Ner Israel Rabbinical College
- Motto: Building Greatness One Talmid at a Time
- Established: 1933; 93 years ago
- Founder: Yaakov Yitzchok Ruderman
- Religious affiliation: Orthodox Judaism
- Chairman: Aharon Feldman
- President: Boruch Neuberger
- Principal: Beryl Weisbord
- Location: Pikesville, Maryland, United States 39°23′18″N 76°45′17″W﻿ / ﻿39.38833°N 76.75472°W
- Campus: Rural, 100 acres (40 ha);
- Website: nirc.edu

= Yeshivas Ner Yisroel =

Yeshiva in Pikesville, Maryland, US

 Ner Israel Rabbinical College (ישיבת נר ישראל), also known as NIRC and Ner Yisroel, is a Haredi Jewish yeshiva (Jewish educational institution) in Pikesville, Maryland. It was founded in 1933 by Rabbi Yaakov Yitzchok Ruderman, a disciple of Rabbi Nosson Tzvi Finkel ( the Alter of Slabodka), dean of the Slabodka yeshiva in Lithuania. Rabbi Aharon Feldman, a disciple of Rabbi Ruderman and a member of the Moetzes Gedolei HaTorah of America, became its head in 2001.

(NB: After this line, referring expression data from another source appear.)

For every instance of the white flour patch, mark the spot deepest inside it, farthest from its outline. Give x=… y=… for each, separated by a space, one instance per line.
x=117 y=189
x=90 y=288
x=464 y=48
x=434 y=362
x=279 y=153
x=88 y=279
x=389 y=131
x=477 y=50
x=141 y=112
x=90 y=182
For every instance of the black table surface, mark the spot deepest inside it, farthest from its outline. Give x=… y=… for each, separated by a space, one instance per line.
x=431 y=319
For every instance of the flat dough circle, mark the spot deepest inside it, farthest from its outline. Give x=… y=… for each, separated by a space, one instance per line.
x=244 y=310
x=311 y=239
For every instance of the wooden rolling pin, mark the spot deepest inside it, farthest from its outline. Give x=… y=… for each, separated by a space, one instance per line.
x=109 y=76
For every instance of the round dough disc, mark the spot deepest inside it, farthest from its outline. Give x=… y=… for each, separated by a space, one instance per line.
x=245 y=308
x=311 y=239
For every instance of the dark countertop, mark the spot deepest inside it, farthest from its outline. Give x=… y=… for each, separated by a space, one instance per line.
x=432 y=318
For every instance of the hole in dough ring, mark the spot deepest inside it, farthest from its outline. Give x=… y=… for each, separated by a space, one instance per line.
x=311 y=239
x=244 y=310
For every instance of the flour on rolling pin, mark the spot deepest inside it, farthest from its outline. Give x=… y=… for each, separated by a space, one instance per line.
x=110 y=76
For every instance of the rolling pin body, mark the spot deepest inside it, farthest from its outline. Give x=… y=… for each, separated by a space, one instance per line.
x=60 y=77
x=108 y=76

The yeshiva is an all-male Lithuanian (Litvish)-style Talmudic academy and is politically affiliated with Agudath Israel of America. The yeshiva is composed of three departments: The Mechina for high school students (Mesivta Bochurim), the yeshiva for post high school students (Beis Medrash Bochurim), and the Kollel for married students (yungerleitliterally translated as "young men"). The graduates of Ner Yisroel are known for their dedication to Torah study and communal leadership.

In 2000, The New York Times described Ner Yisroel as being "unusual in that it has always allowed students access to secular, professional education." This takes place off-premises, as university-accredited night-courses, with the participation of some students.

The yeshiva's alumni have been estimated as 50% rabbis and religious-school teachers, and 50% as professionals: bankers, accountants, physicians, attorneys, psychologists, etc.

==History and past leadership==
Yaakov Yitzchak Ruderman founded the yeshiva in 1933 with six students. It was based in a local shul. The yeshiva was named after Rabbi Yisrael Lipkin Salanter, the founder of the mussar movement.

Dovid Kronglass, of the Mirrer Yeshiva in Europe (and during World War II in Shanghai) was the yeshiva's first mashgiach ruchani until his death on December 16, 1972. Besides his role as Mashgiach, he also served as a Maggid Shiur and was the Posek of the Yeshiva.

Herman Naftali Neuberger, a son-in-law of Sheftel Kramer, brother-in-law of Ruderman, and an alumnus of the Mirrer Yeshiva in Europe, and of Ner Israel itself, was president of Ner Israel from 1940 until his death in 2005. Neuberger joined the Yeshiva as a student when he arrived from his native Bavaria in 1938.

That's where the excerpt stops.